Girls Academy (girls)
The GA fields over 120 member clubs across eleven conferences at U13–U19, with league play running August through national finals in June and July. Alongside ECNL Girls, it is one of the two leading national platforms on the girls' side — which of the two is "better" in your area depends almost entirely on which local clubs hold membership.
How does a player move up a level?
Not by waiting to be discovered. The practical path looks the same at every tier:
- Play well where you are. Coaches at the next level scout the level below far more than parents realize — leagues are regional, and the soccer world is small.
- Train outside of team practice. The visible difference between a travel player and a club player, or a club player and an ECNL player, is almost always technical speed — first touch, ball control, and decision-making under pressure. That gap is built in the backyard, not at team practice.
- Go to tryouts prepared. Most clubs hold open tryouts every spring. Here's how to prepare your child for soccer tryouts so the week doesn't come as a shock.

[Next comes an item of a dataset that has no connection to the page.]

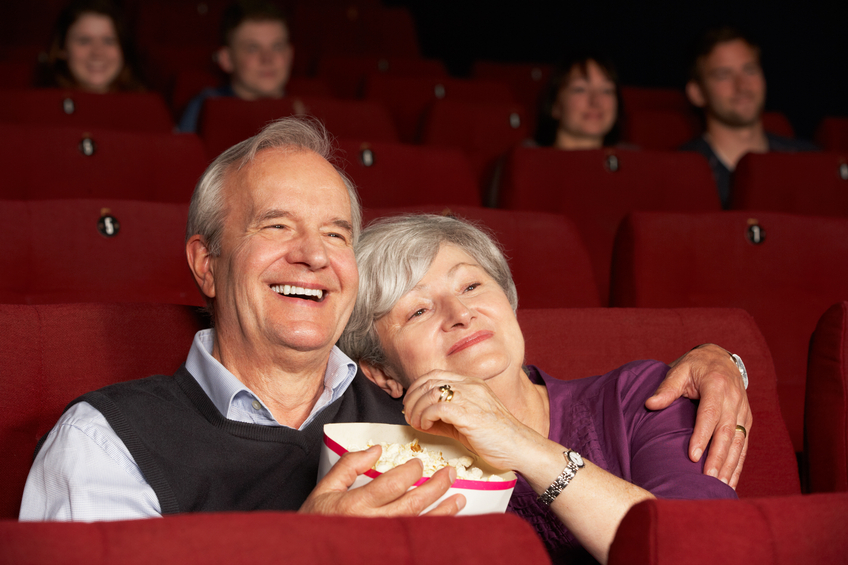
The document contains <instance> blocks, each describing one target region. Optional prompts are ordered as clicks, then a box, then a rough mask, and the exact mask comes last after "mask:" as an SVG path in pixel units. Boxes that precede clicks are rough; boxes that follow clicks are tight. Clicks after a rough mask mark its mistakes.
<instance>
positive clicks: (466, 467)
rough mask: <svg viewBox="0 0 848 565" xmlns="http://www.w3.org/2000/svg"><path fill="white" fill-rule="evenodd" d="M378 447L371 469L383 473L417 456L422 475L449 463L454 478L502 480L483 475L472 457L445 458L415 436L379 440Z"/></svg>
mask: <svg viewBox="0 0 848 565" xmlns="http://www.w3.org/2000/svg"><path fill="white" fill-rule="evenodd" d="M373 445H378V444H377V443H376V442H375V441H374V440H370V441H369V442H368V444H367V445H366V446H365V447H353V448H351V449H350V451H361V450H363V449H368V448H369V447H371V446H373ZM379 445H380V447H382V448H383V453H382V455H380V459H379V460H378V461H377V463H375V464H374V467H373V469H374V470H375V471H378V472H380V473H385V472H386V471H388V470H390V469H393V468H395V467H397V466H398V465H402V464H404V463H406V462H407V461H409V460H410V459H412V458H413V457H414V458H417V459H420V460H421V462H422V463H423V464H424V476H425V477H432V476H433V473H435V472H436V471H438V470H439V469H441V468H442V467H445V466H447V465H450V466H451V467H454V468H455V469H456V478H457V479H462V480H466V481H503V480H504V479H502V478H501V477H499V476H497V475H489V476H486V477H484V476H483V471H482V470H481V469H479V468H478V467H474V466H473V464H474V459H473V458H471V457H469V456H467V455H463V456H461V457H457V458H455V459H449V460H445V458H444V456H443V455H442V452H441V451H439V452H435V451H431V450H429V449H427V448H426V447H422V446H421V445H420V444H419V443H418V439H417V438H415V439H413V440H412V441H411V442H409V443H406V444H400V443H386V442H380V443H379Z"/></svg>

- Move for the right reasons. The best level for your child is the one where they play significant minutes against opponents who stretch them. A bench role two levels up develops less than a leading role one level down.
Does my child need to play at the highest level?

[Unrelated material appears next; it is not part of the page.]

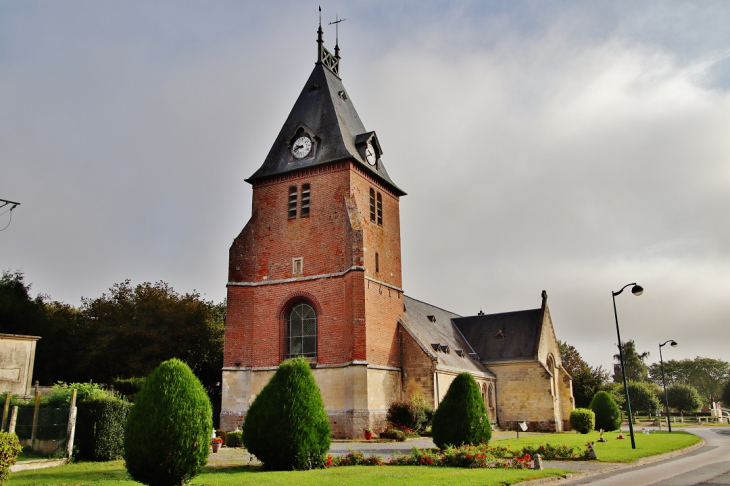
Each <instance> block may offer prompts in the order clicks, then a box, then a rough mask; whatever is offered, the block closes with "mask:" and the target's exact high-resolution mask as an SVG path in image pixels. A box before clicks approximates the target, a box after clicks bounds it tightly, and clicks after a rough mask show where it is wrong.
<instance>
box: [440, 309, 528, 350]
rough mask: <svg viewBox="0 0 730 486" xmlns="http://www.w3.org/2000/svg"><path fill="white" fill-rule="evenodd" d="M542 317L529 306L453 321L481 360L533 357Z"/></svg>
mask: <svg viewBox="0 0 730 486" xmlns="http://www.w3.org/2000/svg"><path fill="white" fill-rule="evenodd" d="M541 317H542V310H541V309H532V310H525V311H516V312H505V313H502V314H489V315H483V316H471V317H460V318H456V319H454V324H455V325H456V327H458V328H459V330H460V331H461V333H462V334H463V335H464V337H465V338H466V339H467V340H468V341H469V343H470V344H471V345H472V346H473V347H474V350H475V351H476V352H477V354H479V357H480V358H481V359H482V361H484V362H489V361H507V360H520V359H535V357H536V356H537V345H538V340H539V339H540V329H541V327H542V323H541V322H540V319H541ZM498 334H502V335H503V337H501V338H499V337H498Z"/></svg>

No — and the recruiting data backs this up. College coaches recruit players, not league logos: a standout at a strong club level with good video and proactive outreach gets recruited over an anonymous bench player in a national league. Development works the same way. The league name on the jersey matters far less than the number of quality touches a player gets each week, which is why consistent structured training at home — the kind FlickTec builds into 5-to-20-minute daily sessions — moves players between levels more reliably than any tryout-day miracle.
The pyramid is a map, not a ladder you must climb. Find the level where your child is challenged, playing, and still loving the game — that is the right level, this season.
Frequently Asked Questions
What are the levels of youth soccer in order?
From entry level to elite: recreational (no tryouts), travel/select, competitive club (state and regional leagues), pre-elite platforms (ECNL Regional League, NPL, DPL, Elite Academy), and elite national leagues (MLS NEXT for boys, ECNL for boys and girls, Girls Academy for girls).
What is the difference between ECNL and MLS NEXT?
MLS NEXT is boys-only and operated by Major League Soccer, with 273 clubs including fully funded MLS academies, and is generally regarded as the top boys' platform. ECNL operates on both the boys' and girls' sides through US Club Soccer, with roughly 130–150 clubs per gender. On the girls' side, ECNL is a top-tier platform; on the boys' side, ECNL Boys and MLS NEXT are the two leading options.
Is Girls Academy or ECNL better for girls?
Both are elite national platforms with strong college scouting, and college coaches attend both leagues' showcases. In practice, the better choice usually comes down to which league your strongest local clubs belong to, the specific team's coaching, and where your daughter will actually get minutes.
What level of youth soccer do college coaches recruit from?
Coaches recruit from every competitive level — ECNL, GA, and MLS NEXT events draw the most scouts, but conference leagues, ECNL RL, NPL, and strong state leagues all produce college players every year. Highlight video, direct outreach to coaches, and academics matter more than the league name alone.
When should my child move up from recreational soccer?
The most common transition window is ages 9 to 11. Signs of readiness: your child asks for more soccer, trains at home without being pushed, clearly outpaces the rec level, and the family is ready for the added time and cost of travel or club soccer.